Superintendent Greg Parsley said after being approached by parents who were struggling to find time to take their children to the health department to be vaccinated, offering the opportunity at registration just made sense.
“We had heard from some parents, particularly of students in band, that there are so many activities happening that it’s difficult for them to visit the health department during regular hours,” Parsley said. “We’re just trying to provide more access.”
Too, Parsley noted, students under the age of 18 must have parental consent to receive the COVID vaccine.
“Getting students vaccinated is strongly encouraged, so we thought a great time to do this would be registration,” he said.
Betty Lankford, the county’s COVID-19 nurse and coordinator for the health department’s COVID-19 vaccine clinic, was on hand at Monday morning’s VCSC board of trustees.
According Lankford, though “quite a few” eligible students have been vaccinated this summer, she wouldn’t call it a substantial number — something that is a lingering concern for health officials as students and teachers prepare to go back into the classroom.
And while students are encouraged to be vaccinated, it is not required to return to school, Parsley said.
Those who aren’t vaccinated, however, will be forced to quarantine if exposed to a positive case of COVID-19.
Parsley says offering vaccinations during registration is one more way to encourage a safer environment at the start of the school year.
“If this gets a few more people vaccinated, that’s a good thing,” he said.

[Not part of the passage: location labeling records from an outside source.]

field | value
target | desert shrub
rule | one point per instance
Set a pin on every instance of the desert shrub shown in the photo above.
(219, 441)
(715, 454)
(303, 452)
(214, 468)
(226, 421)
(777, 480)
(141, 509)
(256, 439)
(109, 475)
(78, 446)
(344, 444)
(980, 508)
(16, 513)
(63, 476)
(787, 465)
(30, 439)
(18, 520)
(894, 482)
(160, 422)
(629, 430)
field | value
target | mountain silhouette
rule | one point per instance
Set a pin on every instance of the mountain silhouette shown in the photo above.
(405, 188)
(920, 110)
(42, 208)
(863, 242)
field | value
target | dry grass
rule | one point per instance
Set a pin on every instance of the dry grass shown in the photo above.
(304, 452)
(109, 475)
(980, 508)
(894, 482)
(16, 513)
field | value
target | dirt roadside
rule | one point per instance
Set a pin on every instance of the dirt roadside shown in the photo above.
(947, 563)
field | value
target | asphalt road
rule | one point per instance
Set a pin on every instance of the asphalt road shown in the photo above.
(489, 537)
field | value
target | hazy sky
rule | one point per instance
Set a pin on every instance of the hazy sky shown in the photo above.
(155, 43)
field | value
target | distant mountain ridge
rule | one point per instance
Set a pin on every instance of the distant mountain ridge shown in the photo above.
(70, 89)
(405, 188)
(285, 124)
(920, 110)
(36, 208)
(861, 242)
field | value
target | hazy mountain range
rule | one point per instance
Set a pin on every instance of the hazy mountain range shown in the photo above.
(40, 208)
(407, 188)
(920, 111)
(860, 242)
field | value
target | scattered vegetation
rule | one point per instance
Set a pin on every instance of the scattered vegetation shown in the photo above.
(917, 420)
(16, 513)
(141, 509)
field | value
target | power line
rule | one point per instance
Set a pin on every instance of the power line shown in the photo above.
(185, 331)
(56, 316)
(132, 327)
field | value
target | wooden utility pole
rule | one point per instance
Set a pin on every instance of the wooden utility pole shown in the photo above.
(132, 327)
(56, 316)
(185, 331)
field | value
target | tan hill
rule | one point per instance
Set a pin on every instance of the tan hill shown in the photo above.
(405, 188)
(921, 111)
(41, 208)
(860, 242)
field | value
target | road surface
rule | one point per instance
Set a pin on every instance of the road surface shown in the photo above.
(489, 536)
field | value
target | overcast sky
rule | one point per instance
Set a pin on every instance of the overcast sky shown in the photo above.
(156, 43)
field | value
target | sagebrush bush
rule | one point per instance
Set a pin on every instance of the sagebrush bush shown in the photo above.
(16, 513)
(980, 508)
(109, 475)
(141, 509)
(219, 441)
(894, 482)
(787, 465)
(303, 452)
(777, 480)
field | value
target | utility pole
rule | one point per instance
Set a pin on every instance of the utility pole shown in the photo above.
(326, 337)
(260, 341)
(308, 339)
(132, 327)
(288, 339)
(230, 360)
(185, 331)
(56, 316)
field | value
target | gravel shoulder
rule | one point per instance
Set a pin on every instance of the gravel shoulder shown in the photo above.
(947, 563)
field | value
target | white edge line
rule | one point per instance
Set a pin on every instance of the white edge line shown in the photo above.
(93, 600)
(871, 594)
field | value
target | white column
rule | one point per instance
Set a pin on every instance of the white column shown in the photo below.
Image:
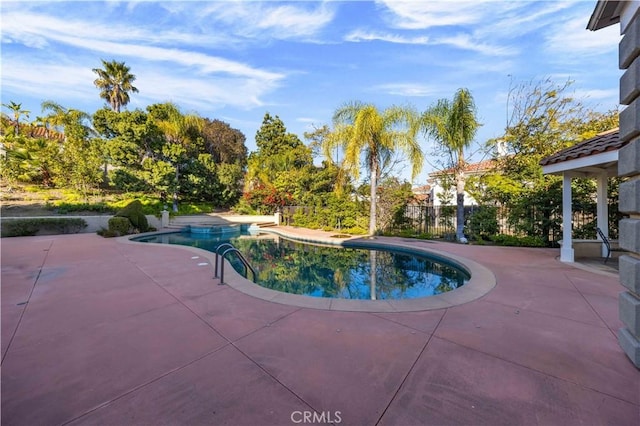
(603, 208)
(566, 252)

“We will be there to make ourselves available to anyone at registration who wishes to be vaccinated. Students, parents, siblings — it makes no difference to us,” she said.
Though masks will not be required inside the school building, they are, per federal law, still required on all school buses.

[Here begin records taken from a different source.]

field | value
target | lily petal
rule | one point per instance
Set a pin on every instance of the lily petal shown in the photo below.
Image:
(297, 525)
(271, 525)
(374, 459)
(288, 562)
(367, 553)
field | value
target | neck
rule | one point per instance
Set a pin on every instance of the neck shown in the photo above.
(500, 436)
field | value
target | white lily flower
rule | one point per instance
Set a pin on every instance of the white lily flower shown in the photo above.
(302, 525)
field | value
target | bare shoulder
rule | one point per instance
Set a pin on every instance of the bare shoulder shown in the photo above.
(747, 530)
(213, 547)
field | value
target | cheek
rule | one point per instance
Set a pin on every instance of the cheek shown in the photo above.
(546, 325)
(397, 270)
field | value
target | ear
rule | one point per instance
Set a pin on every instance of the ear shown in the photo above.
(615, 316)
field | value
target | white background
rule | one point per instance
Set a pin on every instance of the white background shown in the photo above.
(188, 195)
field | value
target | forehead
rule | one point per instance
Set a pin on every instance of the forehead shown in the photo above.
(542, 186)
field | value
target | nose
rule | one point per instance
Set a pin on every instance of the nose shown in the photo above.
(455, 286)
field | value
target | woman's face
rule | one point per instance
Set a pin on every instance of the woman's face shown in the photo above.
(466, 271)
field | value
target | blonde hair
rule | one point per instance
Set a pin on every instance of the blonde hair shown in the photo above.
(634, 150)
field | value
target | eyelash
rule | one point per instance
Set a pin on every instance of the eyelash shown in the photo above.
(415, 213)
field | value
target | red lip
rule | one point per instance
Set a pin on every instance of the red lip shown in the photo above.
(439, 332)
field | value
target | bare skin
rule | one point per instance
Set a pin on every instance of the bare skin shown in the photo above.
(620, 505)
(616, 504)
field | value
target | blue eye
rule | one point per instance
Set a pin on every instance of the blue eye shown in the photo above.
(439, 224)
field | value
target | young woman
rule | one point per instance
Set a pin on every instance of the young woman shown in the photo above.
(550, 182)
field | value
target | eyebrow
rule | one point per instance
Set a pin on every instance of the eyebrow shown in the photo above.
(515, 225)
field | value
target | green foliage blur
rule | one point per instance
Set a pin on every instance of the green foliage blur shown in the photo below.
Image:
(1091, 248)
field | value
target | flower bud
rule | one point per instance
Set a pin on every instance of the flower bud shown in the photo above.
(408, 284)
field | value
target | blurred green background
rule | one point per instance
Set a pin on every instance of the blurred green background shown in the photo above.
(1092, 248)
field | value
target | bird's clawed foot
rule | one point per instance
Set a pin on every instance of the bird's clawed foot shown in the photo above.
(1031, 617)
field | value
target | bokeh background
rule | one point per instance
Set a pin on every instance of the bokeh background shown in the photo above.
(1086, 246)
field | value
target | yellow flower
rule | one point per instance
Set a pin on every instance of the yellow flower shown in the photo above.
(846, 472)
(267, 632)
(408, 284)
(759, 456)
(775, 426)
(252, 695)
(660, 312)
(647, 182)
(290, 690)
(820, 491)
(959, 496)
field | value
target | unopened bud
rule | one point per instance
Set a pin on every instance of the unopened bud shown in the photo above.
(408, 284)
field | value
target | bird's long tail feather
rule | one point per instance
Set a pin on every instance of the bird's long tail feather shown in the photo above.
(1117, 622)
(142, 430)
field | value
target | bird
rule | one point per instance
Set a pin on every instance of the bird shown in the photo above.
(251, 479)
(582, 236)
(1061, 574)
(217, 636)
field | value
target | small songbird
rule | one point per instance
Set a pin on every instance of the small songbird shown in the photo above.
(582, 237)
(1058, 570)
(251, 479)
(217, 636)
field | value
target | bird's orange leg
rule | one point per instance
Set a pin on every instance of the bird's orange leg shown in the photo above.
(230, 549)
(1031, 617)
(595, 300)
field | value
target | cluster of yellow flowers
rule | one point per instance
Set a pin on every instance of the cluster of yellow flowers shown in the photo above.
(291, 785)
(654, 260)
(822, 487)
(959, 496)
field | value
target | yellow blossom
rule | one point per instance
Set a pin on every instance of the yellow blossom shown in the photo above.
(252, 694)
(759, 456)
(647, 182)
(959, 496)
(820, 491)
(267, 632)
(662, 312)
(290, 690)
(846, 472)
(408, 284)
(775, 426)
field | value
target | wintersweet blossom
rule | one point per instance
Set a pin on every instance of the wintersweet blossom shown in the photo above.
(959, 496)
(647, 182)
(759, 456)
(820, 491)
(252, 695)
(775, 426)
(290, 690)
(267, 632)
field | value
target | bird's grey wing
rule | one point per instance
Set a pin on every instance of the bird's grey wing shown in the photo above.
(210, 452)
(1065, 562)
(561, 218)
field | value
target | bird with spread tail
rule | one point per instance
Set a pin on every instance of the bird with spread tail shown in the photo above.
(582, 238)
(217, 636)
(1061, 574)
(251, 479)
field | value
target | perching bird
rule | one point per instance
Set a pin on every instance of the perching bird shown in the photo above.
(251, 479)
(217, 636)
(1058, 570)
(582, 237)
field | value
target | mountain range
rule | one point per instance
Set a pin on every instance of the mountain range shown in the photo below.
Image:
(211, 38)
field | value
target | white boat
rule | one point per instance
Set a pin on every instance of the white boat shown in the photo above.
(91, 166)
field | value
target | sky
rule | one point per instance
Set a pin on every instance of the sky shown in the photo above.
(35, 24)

Social distancing will remain in place this year, although it will be reduced to three feet as opposed to the previous six.

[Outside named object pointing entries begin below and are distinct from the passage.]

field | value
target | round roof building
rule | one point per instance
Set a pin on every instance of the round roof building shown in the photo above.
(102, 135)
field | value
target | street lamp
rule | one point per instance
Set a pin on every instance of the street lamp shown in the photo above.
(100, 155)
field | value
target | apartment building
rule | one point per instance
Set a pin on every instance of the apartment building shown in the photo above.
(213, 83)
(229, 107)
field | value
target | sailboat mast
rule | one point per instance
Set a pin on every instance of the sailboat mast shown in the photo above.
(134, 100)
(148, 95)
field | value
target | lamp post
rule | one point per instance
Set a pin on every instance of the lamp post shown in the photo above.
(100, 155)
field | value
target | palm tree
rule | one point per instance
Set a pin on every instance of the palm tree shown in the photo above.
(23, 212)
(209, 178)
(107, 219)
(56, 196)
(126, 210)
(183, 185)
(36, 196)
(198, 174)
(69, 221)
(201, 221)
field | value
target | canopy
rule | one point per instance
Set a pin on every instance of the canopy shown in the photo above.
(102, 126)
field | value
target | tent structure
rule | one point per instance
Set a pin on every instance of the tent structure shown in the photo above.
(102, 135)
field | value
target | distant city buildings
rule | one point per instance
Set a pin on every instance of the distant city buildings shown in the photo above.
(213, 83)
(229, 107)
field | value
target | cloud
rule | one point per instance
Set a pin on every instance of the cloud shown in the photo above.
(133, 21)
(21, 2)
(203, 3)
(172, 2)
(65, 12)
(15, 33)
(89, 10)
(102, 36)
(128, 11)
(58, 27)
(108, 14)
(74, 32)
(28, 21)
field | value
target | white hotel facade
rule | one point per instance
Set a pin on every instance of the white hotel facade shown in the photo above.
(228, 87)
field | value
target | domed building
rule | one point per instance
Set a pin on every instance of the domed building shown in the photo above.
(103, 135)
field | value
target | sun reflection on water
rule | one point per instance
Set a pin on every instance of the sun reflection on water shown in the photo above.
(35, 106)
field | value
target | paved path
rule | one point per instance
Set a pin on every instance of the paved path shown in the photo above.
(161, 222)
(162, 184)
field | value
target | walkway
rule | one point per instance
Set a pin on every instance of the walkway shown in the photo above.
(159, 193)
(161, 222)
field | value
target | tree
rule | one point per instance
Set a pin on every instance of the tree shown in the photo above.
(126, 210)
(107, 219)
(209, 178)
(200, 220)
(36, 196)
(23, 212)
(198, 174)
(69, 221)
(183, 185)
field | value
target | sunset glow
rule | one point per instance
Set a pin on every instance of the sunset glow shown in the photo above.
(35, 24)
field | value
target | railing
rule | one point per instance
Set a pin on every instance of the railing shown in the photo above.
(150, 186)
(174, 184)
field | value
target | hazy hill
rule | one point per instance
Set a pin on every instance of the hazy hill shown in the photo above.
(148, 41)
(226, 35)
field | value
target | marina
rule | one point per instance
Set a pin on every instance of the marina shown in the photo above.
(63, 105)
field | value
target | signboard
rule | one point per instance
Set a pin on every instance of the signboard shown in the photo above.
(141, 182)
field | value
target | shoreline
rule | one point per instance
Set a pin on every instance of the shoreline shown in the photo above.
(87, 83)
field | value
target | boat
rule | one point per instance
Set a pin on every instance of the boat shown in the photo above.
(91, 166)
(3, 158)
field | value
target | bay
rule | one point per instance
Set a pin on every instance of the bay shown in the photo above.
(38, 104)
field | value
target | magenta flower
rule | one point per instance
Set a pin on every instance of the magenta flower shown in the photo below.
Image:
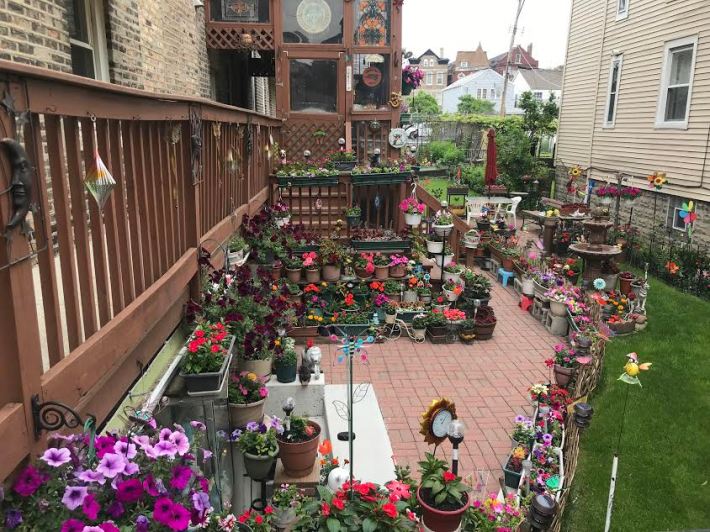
(90, 507)
(91, 477)
(129, 491)
(74, 496)
(72, 525)
(56, 457)
(180, 478)
(111, 465)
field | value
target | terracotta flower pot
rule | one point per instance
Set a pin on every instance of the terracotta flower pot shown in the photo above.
(398, 271)
(293, 275)
(440, 520)
(331, 272)
(262, 368)
(563, 375)
(313, 276)
(382, 272)
(240, 415)
(298, 459)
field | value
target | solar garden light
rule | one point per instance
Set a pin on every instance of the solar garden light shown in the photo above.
(455, 433)
(288, 407)
(583, 413)
(542, 513)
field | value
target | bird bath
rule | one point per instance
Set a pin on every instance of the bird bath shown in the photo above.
(596, 250)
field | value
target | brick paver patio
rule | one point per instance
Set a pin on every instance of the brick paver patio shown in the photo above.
(488, 381)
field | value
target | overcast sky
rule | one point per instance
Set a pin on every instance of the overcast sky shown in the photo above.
(460, 24)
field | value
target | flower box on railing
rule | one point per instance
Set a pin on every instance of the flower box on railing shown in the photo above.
(360, 180)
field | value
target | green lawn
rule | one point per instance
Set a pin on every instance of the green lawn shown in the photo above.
(664, 463)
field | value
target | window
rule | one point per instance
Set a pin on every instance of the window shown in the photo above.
(371, 75)
(312, 21)
(622, 9)
(612, 99)
(87, 38)
(314, 85)
(676, 83)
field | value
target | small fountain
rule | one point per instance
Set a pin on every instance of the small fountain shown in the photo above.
(596, 250)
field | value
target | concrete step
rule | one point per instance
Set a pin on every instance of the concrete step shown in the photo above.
(372, 450)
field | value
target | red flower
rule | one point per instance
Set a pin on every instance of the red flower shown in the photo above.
(390, 510)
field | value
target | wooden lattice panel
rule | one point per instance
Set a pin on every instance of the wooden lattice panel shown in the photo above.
(229, 37)
(298, 136)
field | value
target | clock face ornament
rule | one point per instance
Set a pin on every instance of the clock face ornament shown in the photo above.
(434, 424)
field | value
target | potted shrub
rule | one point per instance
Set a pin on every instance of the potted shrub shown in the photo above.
(312, 266)
(247, 394)
(625, 280)
(293, 265)
(259, 447)
(393, 290)
(282, 216)
(485, 321)
(467, 331)
(236, 248)
(442, 495)
(436, 323)
(298, 446)
(364, 265)
(398, 266)
(419, 325)
(413, 210)
(563, 364)
(352, 216)
(286, 501)
(382, 266)
(452, 272)
(443, 223)
(513, 468)
(434, 244)
(558, 297)
(286, 360)
(207, 357)
(332, 255)
(452, 290)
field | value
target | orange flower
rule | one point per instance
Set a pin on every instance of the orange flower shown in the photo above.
(325, 448)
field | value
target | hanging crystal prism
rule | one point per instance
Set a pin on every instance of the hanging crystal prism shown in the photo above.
(99, 181)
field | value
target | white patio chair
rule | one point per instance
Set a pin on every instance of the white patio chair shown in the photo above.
(511, 209)
(474, 208)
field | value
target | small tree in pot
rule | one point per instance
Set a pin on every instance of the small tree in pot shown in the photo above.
(298, 446)
(442, 495)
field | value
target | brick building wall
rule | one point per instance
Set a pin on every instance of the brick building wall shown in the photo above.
(156, 45)
(35, 32)
(642, 216)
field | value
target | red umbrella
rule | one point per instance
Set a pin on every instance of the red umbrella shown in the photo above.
(491, 166)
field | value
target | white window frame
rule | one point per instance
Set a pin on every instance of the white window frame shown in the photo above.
(661, 121)
(622, 9)
(615, 60)
(95, 25)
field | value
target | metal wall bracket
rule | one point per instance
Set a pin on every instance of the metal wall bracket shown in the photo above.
(52, 415)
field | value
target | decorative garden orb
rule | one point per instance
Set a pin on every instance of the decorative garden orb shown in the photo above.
(337, 477)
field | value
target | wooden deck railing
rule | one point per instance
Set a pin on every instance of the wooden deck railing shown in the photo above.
(88, 301)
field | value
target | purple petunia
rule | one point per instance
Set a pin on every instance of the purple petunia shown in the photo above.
(74, 496)
(56, 457)
(111, 465)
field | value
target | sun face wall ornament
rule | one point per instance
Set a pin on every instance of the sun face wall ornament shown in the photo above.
(434, 424)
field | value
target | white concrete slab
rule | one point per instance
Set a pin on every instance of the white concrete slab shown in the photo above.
(372, 448)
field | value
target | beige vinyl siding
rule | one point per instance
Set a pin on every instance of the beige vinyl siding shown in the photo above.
(579, 87)
(635, 145)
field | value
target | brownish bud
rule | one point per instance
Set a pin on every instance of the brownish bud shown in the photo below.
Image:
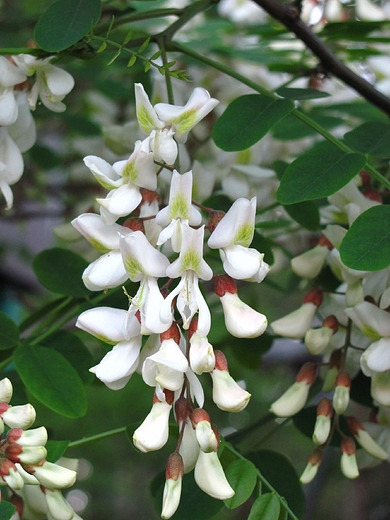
(224, 284)
(313, 296)
(307, 374)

Health department officials will be on-hand to offer vaccinations during registration at Clark Middle School this Thursday from 9 a.m. to noon and again from 2-5 p.m. They will be at the Lincoln High School registration day from 11 a.m. to 5 p.m. Tuesday.
VCSC’s board of trustees on Monday also approved a measure to reduce the out-of-pocket cost of student Chromebook rental fees.
“When you have so much of your curriculum technology based, having access — in this instance through the Chromebook — is important,” Parsley said of the reduced fee.
The school corporation will tap into two COVID-relief funds — ESSER and GEER — to help pay for the cost of new Chromebooks, passing the savings on to students and parents.
in 2020 and 2021, Congress passed three stimulus bills, including funding for the Elementary and Secondary School (ESSER) Fund.
And, in Indiana, Gov. Eric Holcomb signed the Governor’s Emergency Education Relief (GEER) Fund to support local schools and educational agencies.
Parsley said using those ESSER and GEER funds to purchase the devices will bring the rental cost from $75, down to $45 for K-5 students, and from $95 down to $60 for middle school students.
In other news, VCSC’s board of trustees approved a $347,879 bid from American Roofing and Metal to replace the roof at the Washington Learning Academy, 2134 Washington Ave.
Parsley says while seven roofing companies expressed interest, only two submitted bids for the project, resulting in the selection of the Louisville, Kentucky-based company.
The building, which needs decking, roofing and some sheet metal replacement, is also need of tuck pointing work, but Parsley says VCSC is looking to local mason workers for that job.
“We have a mason that does a lot of our work, so using outside contractors that we have no relationship with just didn’t make sense,” he said.
Parsley anticipates roof repairs to begin by early fall.